---
title: "Text-to-SQL Evaluation: Spider, BIRD, and Custom Benchmarks for Accuracy Testing"
description: "Understand how to evaluate text-to-SQL systems using the Spider and BIRD benchmarks, implement execution accuracy metrics, and build custom evaluation datasets for your specific database schema."
canonical: https://callsphere.ai/blog/text-to-sql-evaluation-spider-bird-benchmarks-accuracy-testing
category: "Learn Agentic AI"
tags: ["Evaluation", "Spider Benchmark", "BIRD Benchmark", "Text-to-SQL", "Accuracy Testing"]
author: "CallSphere Team"
published: 2026-03-18T00:00:00.000Z
updated: 2026-05-07T05:16:05.728Z
---

# Text-to-SQL Evaluation: Spider, BIRD, and Custom Benchmarks for Accuracy Testing

> Understand how to evaluate text-to-SQL systems using the Spider and BIRD benchmarks, implement execution accuracy metrics, and build custom evaluation datasets for your specific database schema.

## Why Standard Evaluation Matters

Claiming your text-to-SQL system "works well" without rigorous evaluation is meaningless. Two systems that feel similar in casual testing might differ by 20% in accuracy on edge cases. Benchmarks give you objective measurements to compare models, track improvements, and identify weaknesses.

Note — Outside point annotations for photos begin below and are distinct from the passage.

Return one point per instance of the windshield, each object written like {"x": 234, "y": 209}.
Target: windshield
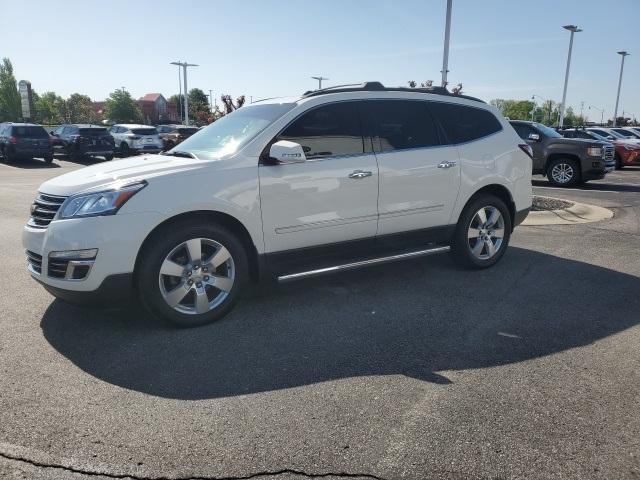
{"x": 233, "y": 131}
{"x": 549, "y": 132}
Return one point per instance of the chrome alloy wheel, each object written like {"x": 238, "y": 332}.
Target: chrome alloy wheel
{"x": 562, "y": 173}
{"x": 486, "y": 233}
{"x": 196, "y": 276}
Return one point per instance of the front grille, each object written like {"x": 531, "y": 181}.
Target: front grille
{"x": 34, "y": 261}
{"x": 43, "y": 210}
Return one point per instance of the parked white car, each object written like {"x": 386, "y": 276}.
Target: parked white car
{"x": 131, "y": 138}
{"x": 288, "y": 188}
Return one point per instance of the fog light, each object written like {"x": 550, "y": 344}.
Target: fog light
{"x": 88, "y": 254}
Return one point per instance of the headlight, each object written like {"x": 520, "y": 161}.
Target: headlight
{"x": 594, "y": 151}
{"x": 99, "y": 203}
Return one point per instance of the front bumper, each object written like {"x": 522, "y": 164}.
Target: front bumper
{"x": 117, "y": 237}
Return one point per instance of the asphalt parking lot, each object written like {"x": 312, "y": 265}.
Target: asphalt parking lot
{"x": 413, "y": 370}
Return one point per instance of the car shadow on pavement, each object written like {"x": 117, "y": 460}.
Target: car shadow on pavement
{"x": 418, "y": 318}
{"x": 30, "y": 164}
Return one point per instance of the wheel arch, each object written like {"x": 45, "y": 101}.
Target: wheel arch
{"x": 212, "y": 217}
{"x": 555, "y": 156}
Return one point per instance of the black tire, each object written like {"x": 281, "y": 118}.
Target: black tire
{"x": 571, "y": 176}
{"x": 125, "y": 151}
{"x": 156, "y": 250}
{"x": 461, "y": 245}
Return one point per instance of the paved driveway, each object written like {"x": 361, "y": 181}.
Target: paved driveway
{"x": 410, "y": 370}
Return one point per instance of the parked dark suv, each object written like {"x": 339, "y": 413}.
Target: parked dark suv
{"x": 79, "y": 141}
{"x": 24, "y": 141}
{"x": 565, "y": 161}
{"x": 172, "y": 135}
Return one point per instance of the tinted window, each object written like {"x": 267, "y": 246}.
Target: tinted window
{"x": 93, "y": 132}
{"x": 327, "y": 131}
{"x": 464, "y": 124}
{"x": 401, "y": 124}
{"x": 30, "y": 132}
{"x": 144, "y": 131}
{"x": 522, "y": 130}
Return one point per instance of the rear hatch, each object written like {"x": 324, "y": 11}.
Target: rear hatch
{"x": 31, "y": 138}
{"x": 95, "y": 139}
{"x": 146, "y": 138}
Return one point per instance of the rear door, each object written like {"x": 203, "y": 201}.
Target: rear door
{"x": 332, "y": 196}
{"x": 419, "y": 174}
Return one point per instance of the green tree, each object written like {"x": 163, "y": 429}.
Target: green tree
{"x": 48, "y": 108}
{"x": 198, "y": 103}
{"x": 121, "y": 107}
{"x": 10, "y": 106}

The text-to-SQL community has developed standardized benchmarks that test across hundreds of databases and thousands of question-query pairs. Understanding these benchmarks — and knowing when to build your own — is essential for production systems.

## The Spider Benchmark

Spider is the most widely used text-to-SQL benchmark. It contains 10,181 questions across 200 databases covering 138 domains. Questions are categorized by difficulty: easy (single table, no aggregation), medium (joins, grouping), hard (subqueries, set operations), and extra hard (nested queries, multiple conditions).

```mermaid
flowchart LR
    PR(["PR opened"])
    UNIT["Unit tests"]
    EVAL["Eval harness
PromptFoo or Braintrust"]
    GOLD[("Golden set
200 tagged cases")]
    JUDGE["LLM as judge
plus regex graders"]
    SCORE["Aggregate score
and per slice"]
    GATE{"Score regress
more than 2 percent?"}
    BLOCK(["Block merge"])
    MERGE(["Merge to main"])
    PR --> UNIT --> EVAL --> GOLD --> JUDGE --> SCORE --> GATE
    GATE -->|Yes| BLOCK
    GATE -->|No| MERGE
    style EVAL fill:#4f46e5,stroke:#4338ca,color:#fff
    style GATE fill:#f59e0b,stroke:#d97706,color:#1f2937
    style BLOCK fill:#dc2626,stroke:#b91c1c,color:#fff
    style MERGE fill:#059669,stroke:#047857,color:#fff
```

Key characteristics:

- **Cross-database evaluation** — the test set uses databases not seen during training
- **SQL complexity levels** — from simple SELECT to multi-level nested queries
- **Multiple valid SQL representations** — the same question might have several correct SQL formulations

```python
# Example Spider dataset entry
spider_example = {
    "db_id": "concert_singer",
    "question": "How many singers do we have?",
    "query": "SELECT count(*) FROM singer",
    "difficulty": "easy",
}
```

## The BIRD Benchmark

BIRD (BIg Bench for LaRge-scale Database Grounded Text-to-SQL Evaluation) addresses limitations in Spider by using real-world databases with messy data, requiring external knowledge, and including value-based questions.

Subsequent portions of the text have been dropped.